The periodicals produced by New Right groups in the orbit of the National Revolutionary movement – such as Sache des Volkes (SdV) and the Solidaristische Volksbewegung (SVB) – are particularly valuable sources for tracing these continuities, shifts, and reorientations of the far right over several decades. Central attention is paid to publishers and intellectual figures such as Henning Eichberg, Lothar Penz, and Siegfried Bublies, who played a key role in shaping discourses on nature, the environment, and health and appropriating design elements from the New Left. Their work reveals how far-right ideologies – nationalism, racism, and antisemitism – were combined with anti-colonial, anti-imperialist, regionalist, and ecological demands, thereby laying the foundations for a “New Right” that presented itself as modern, progressive, and alternative.

The project therefore focuses on National Revolutionary periodicals such as Neue Zeit (1975–1986), Rebell (1971–1980), Sol (1974–1979), and Wir selbst (1979–1992).
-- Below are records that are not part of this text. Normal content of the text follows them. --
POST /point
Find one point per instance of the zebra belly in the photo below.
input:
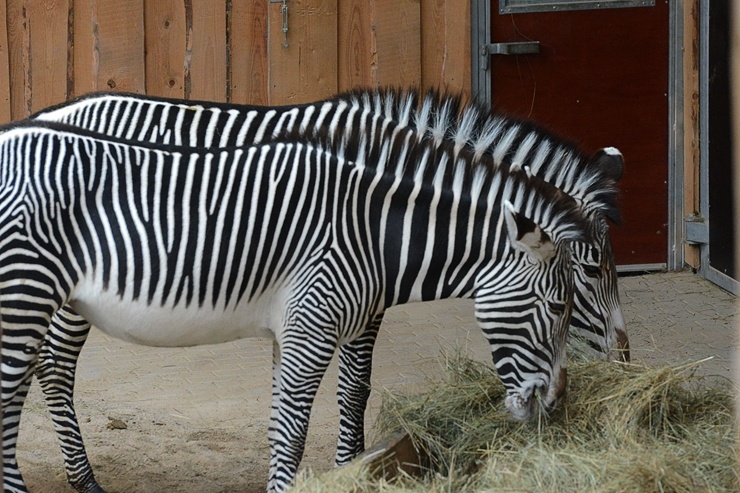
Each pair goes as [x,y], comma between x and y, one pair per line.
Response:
[137,322]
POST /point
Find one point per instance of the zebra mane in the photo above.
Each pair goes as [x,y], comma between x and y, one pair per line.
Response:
[404,151]
[509,141]
[410,156]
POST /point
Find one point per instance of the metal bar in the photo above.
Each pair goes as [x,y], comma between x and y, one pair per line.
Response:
[518,48]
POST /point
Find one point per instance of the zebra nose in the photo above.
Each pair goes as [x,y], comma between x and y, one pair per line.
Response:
[557,390]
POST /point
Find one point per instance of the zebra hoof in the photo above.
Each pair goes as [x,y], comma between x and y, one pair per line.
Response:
[90,486]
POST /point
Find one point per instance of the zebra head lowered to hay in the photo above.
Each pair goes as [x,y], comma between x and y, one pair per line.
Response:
[597,319]
[597,315]
[289,240]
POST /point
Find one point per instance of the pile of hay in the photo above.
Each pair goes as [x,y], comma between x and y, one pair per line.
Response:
[624,427]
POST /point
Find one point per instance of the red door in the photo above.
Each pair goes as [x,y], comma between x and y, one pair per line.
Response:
[600,79]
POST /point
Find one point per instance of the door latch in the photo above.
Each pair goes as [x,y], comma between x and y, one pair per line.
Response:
[516,48]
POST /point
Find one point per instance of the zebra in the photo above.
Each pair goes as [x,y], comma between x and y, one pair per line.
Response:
[213,124]
[597,326]
[419,223]
[598,320]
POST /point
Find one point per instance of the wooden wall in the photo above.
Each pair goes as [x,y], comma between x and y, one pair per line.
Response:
[226,50]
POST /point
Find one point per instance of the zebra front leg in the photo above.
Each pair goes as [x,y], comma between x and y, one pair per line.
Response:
[298,367]
[55,372]
[353,392]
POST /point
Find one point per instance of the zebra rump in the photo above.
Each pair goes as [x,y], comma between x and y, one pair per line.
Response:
[287,239]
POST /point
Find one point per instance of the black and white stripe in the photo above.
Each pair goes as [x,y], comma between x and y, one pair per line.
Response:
[366,114]
[108,227]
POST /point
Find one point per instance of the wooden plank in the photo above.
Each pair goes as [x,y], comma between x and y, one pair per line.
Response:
[18,60]
[118,38]
[354,54]
[248,52]
[691,151]
[4,69]
[164,22]
[307,69]
[205,58]
[398,42]
[445,45]
[47,30]
[84,63]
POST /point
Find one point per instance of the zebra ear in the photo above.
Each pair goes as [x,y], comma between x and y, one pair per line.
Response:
[527,236]
[610,161]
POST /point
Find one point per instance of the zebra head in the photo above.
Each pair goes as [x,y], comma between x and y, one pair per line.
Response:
[524,304]
[597,322]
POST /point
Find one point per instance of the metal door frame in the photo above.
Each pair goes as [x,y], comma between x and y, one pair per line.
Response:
[705,269]
[481,89]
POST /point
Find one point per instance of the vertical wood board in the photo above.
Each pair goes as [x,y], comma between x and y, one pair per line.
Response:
[207,51]
[85,59]
[118,40]
[307,69]
[18,59]
[355,55]
[47,31]
[5,114]
[164,22]
[248,52]
[445,45]
[398,40]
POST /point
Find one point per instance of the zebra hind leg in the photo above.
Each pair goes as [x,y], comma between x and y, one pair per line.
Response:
[55,372]
[353,392]
[24,328]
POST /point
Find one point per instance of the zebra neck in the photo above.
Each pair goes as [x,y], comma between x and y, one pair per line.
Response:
[432,241]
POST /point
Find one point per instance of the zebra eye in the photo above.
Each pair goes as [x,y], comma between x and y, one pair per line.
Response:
[591,270]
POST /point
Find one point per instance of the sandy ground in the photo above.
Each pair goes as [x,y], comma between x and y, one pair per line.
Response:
[190,427]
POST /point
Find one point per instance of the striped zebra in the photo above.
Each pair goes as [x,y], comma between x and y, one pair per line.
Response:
[212,124]
[286,240]
[597,318]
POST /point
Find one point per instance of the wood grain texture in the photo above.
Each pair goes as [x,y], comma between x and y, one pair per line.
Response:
[356,56]
[5,115]
[398,42]
[445,45]
[206,51]
[46,32]
[164,22]
[248,52]
[20,105]
[118,43]
[307,69]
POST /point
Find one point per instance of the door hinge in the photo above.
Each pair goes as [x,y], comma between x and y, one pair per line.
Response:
[696,230]
[516,48]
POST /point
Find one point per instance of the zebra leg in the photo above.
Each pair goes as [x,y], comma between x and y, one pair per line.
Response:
[298,367]
[55,372]
[23,333]
[353,392]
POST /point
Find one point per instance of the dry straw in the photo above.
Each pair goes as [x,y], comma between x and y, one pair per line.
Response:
[624,427]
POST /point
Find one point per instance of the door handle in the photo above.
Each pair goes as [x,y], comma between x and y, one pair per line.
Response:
[516,48]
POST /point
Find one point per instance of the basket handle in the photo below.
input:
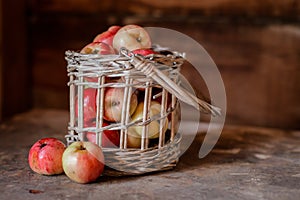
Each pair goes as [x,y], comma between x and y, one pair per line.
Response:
[151,71]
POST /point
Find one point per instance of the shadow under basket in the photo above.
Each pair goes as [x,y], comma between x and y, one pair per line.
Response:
[157,151]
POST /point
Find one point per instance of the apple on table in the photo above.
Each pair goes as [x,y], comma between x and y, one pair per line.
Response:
[45,156]
[83,162]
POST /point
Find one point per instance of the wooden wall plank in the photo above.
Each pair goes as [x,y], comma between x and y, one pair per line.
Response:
[1,62]
[16,74]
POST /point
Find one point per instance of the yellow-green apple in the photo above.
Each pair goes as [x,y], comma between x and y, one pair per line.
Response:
[107,36]
[144,51]
[114,102]
[83,162]
[153,127]
[45,156]
[110,138]
[89,104]
[98,48]
[131,37]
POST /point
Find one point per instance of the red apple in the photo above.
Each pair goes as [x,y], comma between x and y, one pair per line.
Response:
[89,104]
[45,156]
[131,37]
[110,138]
[107,36]
[83,162]
[113,103]
[98,48]
[144,51]
[135,132]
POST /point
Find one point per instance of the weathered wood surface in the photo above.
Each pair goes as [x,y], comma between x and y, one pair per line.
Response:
[247,163]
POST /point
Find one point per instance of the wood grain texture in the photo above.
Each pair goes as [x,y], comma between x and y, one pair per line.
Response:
[16,72]
[247,163]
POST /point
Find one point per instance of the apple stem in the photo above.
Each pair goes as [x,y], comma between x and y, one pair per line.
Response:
[81,147]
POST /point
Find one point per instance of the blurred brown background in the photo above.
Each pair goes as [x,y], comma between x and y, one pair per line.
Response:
[255,44]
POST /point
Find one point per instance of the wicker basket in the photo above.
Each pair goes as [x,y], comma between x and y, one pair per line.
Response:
[93,71]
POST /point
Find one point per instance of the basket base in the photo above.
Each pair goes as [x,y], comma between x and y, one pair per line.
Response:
[115,173]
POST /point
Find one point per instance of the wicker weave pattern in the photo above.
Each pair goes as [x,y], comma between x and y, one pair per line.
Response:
[125,160]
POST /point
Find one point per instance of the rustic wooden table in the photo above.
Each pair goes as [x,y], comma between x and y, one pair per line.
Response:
[247,163]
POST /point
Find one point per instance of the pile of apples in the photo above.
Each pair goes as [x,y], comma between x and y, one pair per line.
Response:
[137,40]
[83,161]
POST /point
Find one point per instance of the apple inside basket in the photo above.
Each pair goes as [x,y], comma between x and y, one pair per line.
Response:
[116,104]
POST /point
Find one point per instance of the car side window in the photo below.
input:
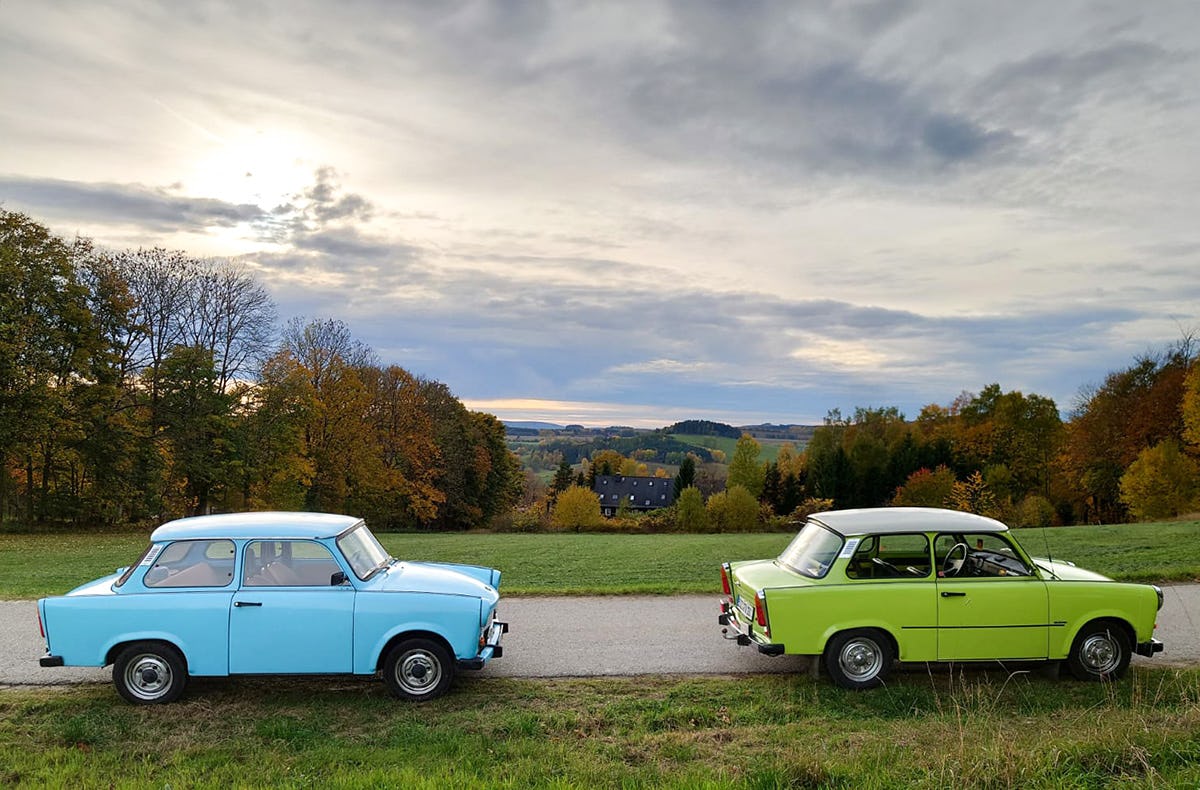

Although these publications have received little attention in academic research, they are widely referenced today in new-right intellectual circles. Therefore, examining these sources can help us to understand how the far right has been able to regain such a strong influence in the 21st century. Discourses on nature, the environment and health are particularly revealing because they demonstrate the attempts of the far right to influence public debates, adopt protest movements and reinterpret everyday practices. These strategies have been further developed in the social media era, but were already evident in the counter- and alternative media of the 1960s to 1980s.

Source example:

Sol – Organ der solidarischen Volksbewegung (SVB), 1975.

“Away with the specter of human alienation! We are in danger of becoming soulless robots in a materialistic, uniform civilization of capitalist or communist technocrats! Already, having lost our instincts and morals, we are serving the crime of global destruction of nature, culture, peoples, and races. However, without national identity, there can be no social bonds, no humane society!”

While the drawing adapts the visual elements and universalist claims of the environmental movement, the text reveals the far-right agenda: not only is the environment threatened by capitalist-industrial society, but national identity and “racial purity” are also in danger of disappearing. This shows how the discourses and aesthetics of an environmental movement perceived as left-wing are subtly but unequivocally linked to far-right views.